Tadej Pogačar's Flanders plan: Get to the final 40km and then unleash hell

The Tour of Flanders wasn’t on television in Slovenia when Tadej Pogačar was growing up. “It wasn’t like Holy Week here in Belgium,” he says, sitting in a newly built hotel 30 minutes in the middle of nowhere south of Gent, sandwiched between a giant car park and soccer fields. The glamorous life of a double Tour de France winner.

This morning, as the snow was melting, UAE Team Emirates went out to ride the roads they will race on Sunday. It’s a race where experience is paramount, and the 23-year-old hopes to remember some of the corners and climbs in two days’ time, but confesses it’s a lot to take in before his debut De Ronde.

Inexperience aside, as that barely seemed to matter when he won the Tour on his first try two years ago, there are a few big questions for Tadej Pogačar. Firstly, why is he here in the first place? It’s rare that reigning Tour de France champions are found competing on the Flanders cobbles.

“Why? I don’t know,” Pogačar puts it plainly. “We decided back in December to ride it and I’m pretty happy to be here. They’re hard climbs with the cobbles but that’s not everything in this race. It’s all the roads, all the corners, everything. You need to be really careful for all of it. I think today I saw roughly how it should be on Sunday.”

The phrase that keeps coming up during his press conference is how Flanders is a new challenge for him, a race and environment he hasn’t properly experienced before. He did race the U23 edition once, finishing 15th, his memories of that day being mostly of cramp and it being hot. When you’ve won all you already have at his age, keeping it fun and interesting is important.

Tadej Pogačar on his Tour of Flanders recon

And it will be fun, in a way. The cobbles of Belgium are a stage for the unexpected to occur. A crash at Dwars door Vlaanderen earlier in the week gave him a taste of how your chances of victory can slip at a moment’s notice, with Pogačar then having to fight back just to secure a 10th-place finish. That’s what concerns him most. To be caught out of position at a point when the race then disappears up the road without him.

“Waregem was just one moment, a crash next to him, losing fifty positions and then the race went. It’s a scene we need to avoid. He had the legs and the mind to do it,” his sports director Fabio Bataldo explains. “We can see from the first recon in Waregem he’s excited. He wants to have a new challenge, go for new adventures. He’s not just focused on one thing. He really likes all cycling from the Belgian Classics to the Tour.”

“He’s ready to go and it’s more about avoiding problems. Every corner, every small road, he just needs to go through to get to the important part. If as a team we can bring him to the last 40km his legs and his talent will be there.”

And there it is.

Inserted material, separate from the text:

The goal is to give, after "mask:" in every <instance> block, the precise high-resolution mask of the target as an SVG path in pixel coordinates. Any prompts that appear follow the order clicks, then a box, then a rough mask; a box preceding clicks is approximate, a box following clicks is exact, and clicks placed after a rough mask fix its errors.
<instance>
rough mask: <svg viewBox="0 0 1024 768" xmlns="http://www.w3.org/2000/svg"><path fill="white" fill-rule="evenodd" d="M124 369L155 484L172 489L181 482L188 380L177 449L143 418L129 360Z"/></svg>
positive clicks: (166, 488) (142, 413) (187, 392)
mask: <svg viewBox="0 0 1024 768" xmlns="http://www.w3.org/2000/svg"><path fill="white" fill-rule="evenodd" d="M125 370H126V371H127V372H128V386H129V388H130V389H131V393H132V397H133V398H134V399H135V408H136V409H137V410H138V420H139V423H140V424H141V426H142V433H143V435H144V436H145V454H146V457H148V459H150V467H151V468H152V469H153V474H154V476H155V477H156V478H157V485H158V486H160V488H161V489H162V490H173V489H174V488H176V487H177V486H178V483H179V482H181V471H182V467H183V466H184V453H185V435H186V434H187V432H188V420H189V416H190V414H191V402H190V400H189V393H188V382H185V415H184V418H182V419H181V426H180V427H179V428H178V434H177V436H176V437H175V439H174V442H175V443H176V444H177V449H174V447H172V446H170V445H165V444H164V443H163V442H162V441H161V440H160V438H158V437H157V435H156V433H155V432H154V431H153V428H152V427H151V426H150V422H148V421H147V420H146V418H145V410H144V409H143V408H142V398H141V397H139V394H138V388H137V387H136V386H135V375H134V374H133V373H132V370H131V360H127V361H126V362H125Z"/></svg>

For all of the understated humility we’ve come to expect from the Slovenian boy king, how he wouldn’t describe himself as a four-star favourite as the Belgian newspapers have, there is the plan from the mouth of UAE Team Emirates itself. Deliver him safely to the finale and then watch him explode the race.

“Maybe I am out of my comfort zone,” continues Pogačar, coy as ever. “It’s different racing, it’s more nervous, and yeah I’m not used to it yet but I really like it. It’s motivation for me.”

For his competitors, motivation is the last thing Tadej Pogačar needs.